Nothing is JUST Black and White: ‘The Good Person of Szechwan’

Gender politics, capitalism and class-power struggles are all relevant issues in today’s society. But the source of this upcoming UH Manoa performance is a play written during the rise of Nazis in 1930 Germany.

“The Good Person of Szechwan” is a play written by Bertolt Brecht in 1943, about three gods visiting the earth to find one good person. They meet Wang the Waterseller, who introduces them to Shen Te, a prostitute who never says no. They ask to stay with her. She agrees, and later buys a tobacco shop with the money the Gods give her. But in order to keep her shop in business, she must put her interests first. The Gods believe that Shen Te is the one they’re looking for, but when they come back to check in on how she is doing, will she still be the ‘one good person’?

When asked about what he wanted his audience to feel, Director Ike Webster said, “I want the audience to leave with questions for themselves.” He wants the audience to be critical of the play, and reflect on themselves as they watch it.

“Identity is what you repetitively do,” said Webster. He wants them questioning who their identity is.

The play can be related to Hawaii and its issues.

“Homelessness and displacement; all current issues here in Hawaii,” said Qalil Ismail.

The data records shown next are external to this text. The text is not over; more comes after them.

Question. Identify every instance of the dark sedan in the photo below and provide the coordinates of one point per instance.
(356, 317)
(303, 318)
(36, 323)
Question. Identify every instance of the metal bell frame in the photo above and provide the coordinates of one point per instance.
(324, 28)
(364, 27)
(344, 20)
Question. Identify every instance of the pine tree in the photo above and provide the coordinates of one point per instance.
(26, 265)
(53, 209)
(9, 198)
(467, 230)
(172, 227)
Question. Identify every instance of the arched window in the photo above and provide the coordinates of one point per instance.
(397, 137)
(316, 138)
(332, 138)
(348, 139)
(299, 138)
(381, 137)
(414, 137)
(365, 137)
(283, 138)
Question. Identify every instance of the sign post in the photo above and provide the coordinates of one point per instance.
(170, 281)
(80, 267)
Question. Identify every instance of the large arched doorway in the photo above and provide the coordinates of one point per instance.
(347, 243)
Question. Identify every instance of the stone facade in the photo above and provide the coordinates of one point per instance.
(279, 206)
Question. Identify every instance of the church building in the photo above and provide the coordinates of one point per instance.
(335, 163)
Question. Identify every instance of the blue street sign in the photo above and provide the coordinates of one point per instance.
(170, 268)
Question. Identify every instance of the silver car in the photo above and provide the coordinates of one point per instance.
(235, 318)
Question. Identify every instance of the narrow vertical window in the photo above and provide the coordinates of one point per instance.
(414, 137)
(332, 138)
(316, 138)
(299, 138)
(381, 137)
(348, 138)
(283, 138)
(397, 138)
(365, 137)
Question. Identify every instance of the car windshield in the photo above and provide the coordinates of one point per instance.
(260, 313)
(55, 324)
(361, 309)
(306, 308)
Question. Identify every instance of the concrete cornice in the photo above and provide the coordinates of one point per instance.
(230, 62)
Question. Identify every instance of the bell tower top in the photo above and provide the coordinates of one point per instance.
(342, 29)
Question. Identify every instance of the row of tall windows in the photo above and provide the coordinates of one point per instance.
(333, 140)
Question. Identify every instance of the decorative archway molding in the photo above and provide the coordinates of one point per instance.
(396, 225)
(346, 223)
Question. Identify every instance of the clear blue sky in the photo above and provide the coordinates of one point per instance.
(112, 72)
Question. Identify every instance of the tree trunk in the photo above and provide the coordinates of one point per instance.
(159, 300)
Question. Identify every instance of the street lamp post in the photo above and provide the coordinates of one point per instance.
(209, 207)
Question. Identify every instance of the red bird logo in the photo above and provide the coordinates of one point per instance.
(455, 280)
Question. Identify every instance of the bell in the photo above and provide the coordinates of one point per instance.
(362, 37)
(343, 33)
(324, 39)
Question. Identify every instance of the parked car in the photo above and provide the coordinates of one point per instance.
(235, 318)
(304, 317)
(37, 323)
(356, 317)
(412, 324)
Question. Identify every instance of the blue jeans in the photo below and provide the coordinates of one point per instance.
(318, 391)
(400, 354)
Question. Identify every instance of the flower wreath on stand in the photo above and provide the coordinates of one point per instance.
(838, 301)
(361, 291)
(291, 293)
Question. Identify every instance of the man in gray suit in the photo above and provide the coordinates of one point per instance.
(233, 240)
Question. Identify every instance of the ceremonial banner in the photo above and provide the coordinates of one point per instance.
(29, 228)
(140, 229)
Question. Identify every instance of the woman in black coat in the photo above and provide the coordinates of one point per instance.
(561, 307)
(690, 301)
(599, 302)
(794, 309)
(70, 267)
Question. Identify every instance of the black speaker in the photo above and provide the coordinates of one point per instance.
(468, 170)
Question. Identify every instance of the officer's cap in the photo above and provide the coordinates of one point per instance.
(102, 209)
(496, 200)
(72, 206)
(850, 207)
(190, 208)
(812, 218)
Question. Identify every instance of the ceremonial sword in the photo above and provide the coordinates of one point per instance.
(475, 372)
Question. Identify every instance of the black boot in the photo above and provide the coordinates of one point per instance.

Ismail plays a homeless character called Wang the Waterman.

He said, “When you play someone, you have to carefully observe them to do their character justice. Observing homeless people helped me understand them and their situation more.”

Acting in this play has shed new light on the topic, which he plans to show in his acting.

Performances will run October 10, 11, 12, and 13 at 7:30 pm, and on October 14 at 2 pm in the Earle Ernst Theatre. This production is not recommended for children under 13, due to some adult language, situations, and themes. Tickets are $8-$18.